Queue and Priority

Jobs in WATGPU are ran depending on their priority. Higher priority jobs go faster in the queue and can sometimes requeue running jobs to free resources for themselves.

To work with this priority, WATGPU resources have been separated into several partitions. The partition on which a job is running defines its possible allocated resources and its priority. Selecting a partition to run a job is easy:

  • For interactive sessions: simply add --partition=<PARTITION> argument in the salloc command.
  • For batch jobs: add #SBATCH --partition=<PARTITION> in your .sh script

Following is a presentation of the different partitions available in WATGPU:

ALL

This is the default partition. A job submitted to ALL will be able to run on any available resources on WATGPU. Jobs will have standard priority for the queue and might be preempted and requeued if a higher priority job is in need of resources.
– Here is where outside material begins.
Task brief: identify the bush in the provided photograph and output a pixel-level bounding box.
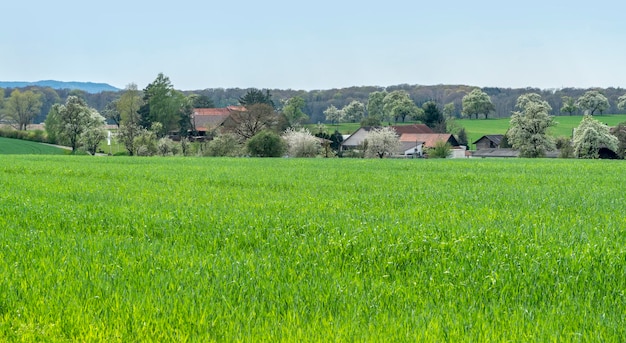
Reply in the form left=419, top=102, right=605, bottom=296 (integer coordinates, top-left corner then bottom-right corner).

All users have access to this partition:

#SBATCH --partition=ALL

SCHOOL

A job submitted to SCHOOL will be allocated only to GPUs owned by the School. While fewer resources are available in SCHOOL than in ALL, the chances of getting preempted by higher priority jobs are reduced. Jobs will have standard priority for the queue and might be preempted and requeued if a higher priority job is in need of resources.

All users within the School have access to this partition:

#SBATCH --partition=SCHOOL

<GROUP>

When a group <GROUP> has entrusted their GPU(s) to WATGPU, they have access to the partition named <GROUP> linked to their contributed GPU(s). Jobs will have high priority for the queue and will preempt and requeue lower priority jobs (from ALL and SCHOOL) if there are not enough resources available with a limit of GPU(s) up to their contribution.

All users from a group have access to their group partition:

#SBATCH --partition=<GROUP>

Users using their group's partition to request GPUs must now specify the group name for the GPU request in their jobs:

#SBATCH --gres=gpu:<GROUP_name>gpu:1